Homepage Widgets

Homepage Widgets (ATF)

Aklamasi Tanpa Riak Abi Roni Bawa Misi Baru FPTI Aceh

Musprov FPTI Aceh hasilkan kepemimpinan baru fokus pembinaan atlet dan persiapan menuju ajang nasional 2028

Musyawarah Provinsi Federasi Panjat Tebing Indonesia Aceh 2026 menghadirkan satu pesan penting, organisasi harus kembali solid sebelum berbicara prestasi. Dalam forum yang berlangsung di Sekretariat KONI Aceh, Jumat 01 Mei 2026, Roni Guswandi S.Pi atau yang akrab disapa Abi Roni resmi terpilih secara aklamasi sebagai Ketua Umum FPTI Aceh periode 2025–2029.

Pengurus FPTI Aceh usai Musprov berfoto bersama usai penetapan ketua terpilih baru. Foto: Ist

BANDA ACEH - Pemilihan yang diikuti 15 peserta dari unsur pengurus provinsi hingga Kabupaten kota ini berlangsung lancar. Hadir pula Wakil Ketua KONI Aceh T. Rayon Sukma dan perwakilan PP FPTI Dadang Sukandar yang mengikuti secara virtual. Di balik proses yang berjalan mulus, tersimpan pesan kuat tentang pentingnya mengakhiri dinamika internal organisasi.

Abi Roni menjadi calon tunggal setelah mengantongi dukungan mayoritas pengurus cabang. Ia membawa visi membangun tata kelola organisasi menuju prestasi nasional yang bukan sekadar slogan, tetapi arah perubahan nyata. Dalam misinya, ia menekankan pengelolaan organisasi berbasis aturan AD ART, perencanaan kompetisi yang terstruktur, pembinaan atlet berkelanjutan, hingga peningkatan kualitas tim teknis seperti pelatih, pembuat jalur, dan juri.

Hal yang paling menonjol bukan hanya program kerja, tetapi juga sikap yang ia tunjukkan di awal kepemimpinan. Dalam sambutannya, Abi Roni secara terbuka mengajak seluruh elemen FPTI Aceh untuk menutup fase perbedaan yang selama ini terjadi.

"Dinamika sangat normatif terjadi dimana saja, apalagi disebuah organisasi. Makanya hari ini dengan suasana baru dan dengan keputusan baru Abi bermohon untuk semua para senior dan keluarga besar FPTI dinamika hari ini berakhir, sesudah Musprov kita hari ini tidak ada yang namanya kubu-kubuan," ungkap Abi Roni.

Pernyataan ini menjadi sinyal bahwa tantangan terbesar FPTI Aceh ke depan bukan hanya soal teknik memanjat, tetapi juga kemampuan menjaga kekompakan organisasi. Dalam dunia olahraga, konflik internal sering kali menjadi penghambat prestasi, sehingga pendekatan persatuan yang diusung dinilai sebagai fondasi awal yang penting.

Ia juga tidak melupakan peran para senior yang telah lebih dulu membangun organisasi.
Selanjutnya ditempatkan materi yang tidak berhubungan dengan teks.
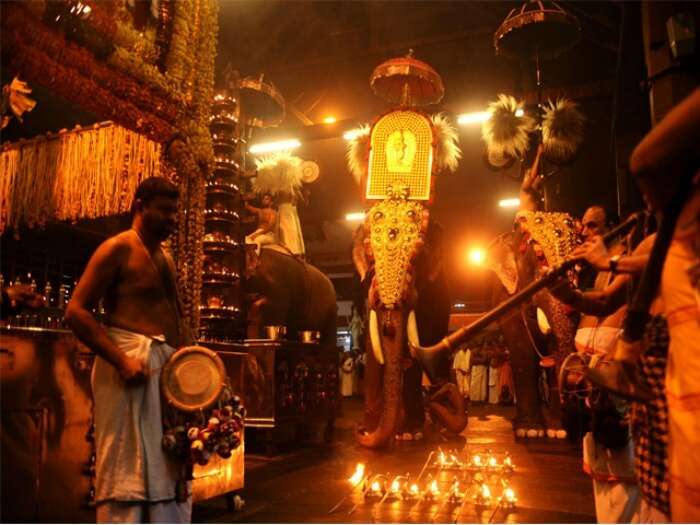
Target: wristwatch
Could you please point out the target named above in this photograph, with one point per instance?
(612, 263)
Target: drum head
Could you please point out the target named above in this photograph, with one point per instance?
(192, 378)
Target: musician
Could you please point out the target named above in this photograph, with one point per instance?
(267, 231)
(135, 481)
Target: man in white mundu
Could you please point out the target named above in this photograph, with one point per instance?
(135, 481)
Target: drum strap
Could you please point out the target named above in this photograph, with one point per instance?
(169, 287)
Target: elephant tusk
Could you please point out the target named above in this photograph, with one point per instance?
(374, 338)
(412, 329)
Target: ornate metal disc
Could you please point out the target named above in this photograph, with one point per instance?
(538, 28)
(262, 103)
(407, 81)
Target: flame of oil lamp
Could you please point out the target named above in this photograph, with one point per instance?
(433, 488)
(358, 475)
(476, 461)
(483, 495)
(455, 493)
(508, 499)
(492, 462)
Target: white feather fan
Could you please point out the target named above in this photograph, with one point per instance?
(505, 134)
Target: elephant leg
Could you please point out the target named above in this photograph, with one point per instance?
(414, 413)
(564, 330)
(524, 362)
(447, 406)
(373, 378)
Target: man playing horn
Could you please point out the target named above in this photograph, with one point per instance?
(135, 480)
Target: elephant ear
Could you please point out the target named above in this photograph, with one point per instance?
(501, 260)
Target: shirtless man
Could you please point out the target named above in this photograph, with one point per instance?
(267, 221)
(136, 278)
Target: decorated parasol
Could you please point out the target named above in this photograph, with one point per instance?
(407, 81)
(264, 104)
(538, 30)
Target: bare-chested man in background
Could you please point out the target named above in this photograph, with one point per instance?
(135, 481)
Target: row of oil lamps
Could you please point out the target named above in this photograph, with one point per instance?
(487, 463)
(380, 487)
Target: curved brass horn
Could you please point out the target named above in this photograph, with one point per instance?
(431, 355)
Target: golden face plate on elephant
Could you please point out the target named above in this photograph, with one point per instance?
(401, 157)
(396, 227)
(555, 232)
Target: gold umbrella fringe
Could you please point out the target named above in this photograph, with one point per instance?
(80, 174)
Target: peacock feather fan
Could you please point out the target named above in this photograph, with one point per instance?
(447, 153)
(562, 129)
(505, 134)
(356, 154)
(279, 173)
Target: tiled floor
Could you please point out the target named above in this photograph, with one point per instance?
(302, 484)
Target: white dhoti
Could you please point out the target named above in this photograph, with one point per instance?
(478, 384)
(260, 238)
(290, 228)
(617, 495)
(131, 466)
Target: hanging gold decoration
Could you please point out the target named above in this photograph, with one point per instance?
(79, 174)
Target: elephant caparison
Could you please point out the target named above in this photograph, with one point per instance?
(419, 314)
(293, 293)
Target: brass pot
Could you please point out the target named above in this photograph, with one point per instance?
(275, 332)
(309, 336)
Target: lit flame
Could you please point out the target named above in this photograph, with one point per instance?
(434, 489)
(485, 491)
(358, 475)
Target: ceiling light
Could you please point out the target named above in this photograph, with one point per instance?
(476, 256)
(269, 147)
(352, 134)
(473, 118)
(355, 216)
(509, 203)
(479, 117)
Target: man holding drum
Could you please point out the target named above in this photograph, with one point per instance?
(135, 480)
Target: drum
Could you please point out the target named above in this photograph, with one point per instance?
(192, 379)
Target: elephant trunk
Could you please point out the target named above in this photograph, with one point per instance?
(392, 340)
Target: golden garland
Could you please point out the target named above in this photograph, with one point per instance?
(80, 174)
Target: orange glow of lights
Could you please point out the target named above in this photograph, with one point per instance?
(476, 256)
(358, 475)
(434, 489)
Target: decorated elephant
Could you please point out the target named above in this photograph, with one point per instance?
(397, 253)
(292, 293)
(540, 333)
(393, 397)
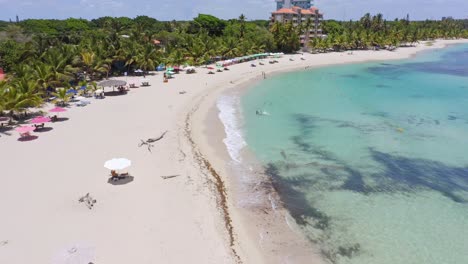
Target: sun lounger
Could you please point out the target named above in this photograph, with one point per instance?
(25, 135)
(38, 127)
Dengan nada hormat, Abi Roni menyampaikan apresiasi atas proses dinamika yang telah dilalui sekaligus mengajak semua pihak menatap agenda besar ke depan.

"FPTI Aceh adalah rumah besar para pemanjat tebing. PON XXII tahun 2028 akan diselenggarakan di Nusa Tenggara Timur NTT dan Nusa Tenggara Barat NTB sebagai tuan rumah bersama. Kita berharap, dalam waktu dekat ini perlu kita duduk dan bicara apa yang harus kita lakukan mengingat potensi kita sangat besar di FPTI", pintanya.

Pernyataan tersebut sekaligus membuka arah fokus ke depan yaitu persiapan menuju PON 2028. Dengan waktu yang relatif terbatas, FPTI Aceh dituntut bergerak cepat menyusun strategi pembinaan atlet yang matang dan terukur.

Di sisi lain, Abi Roni juga menunjukkan komitmen untuk melanjutkan program positif dari kepengurusan sebelumnya. Ia menilai kesinambungan menjadi kunci agar organisasi tidak berjalan dari nol setiap pergantian kepemimpinan.

"Apapun hal yang baik yang telah dijalankan oleh pengurus yang lalu itu akan kita lanjutkan dan akan kita tingkatkan kembali pada periode selanjutnya. Kita perlu kerja keras dan semangat besar untuk wujudkan FPTI Aceh yang semangkin berkembang," pungkas Abi Roni.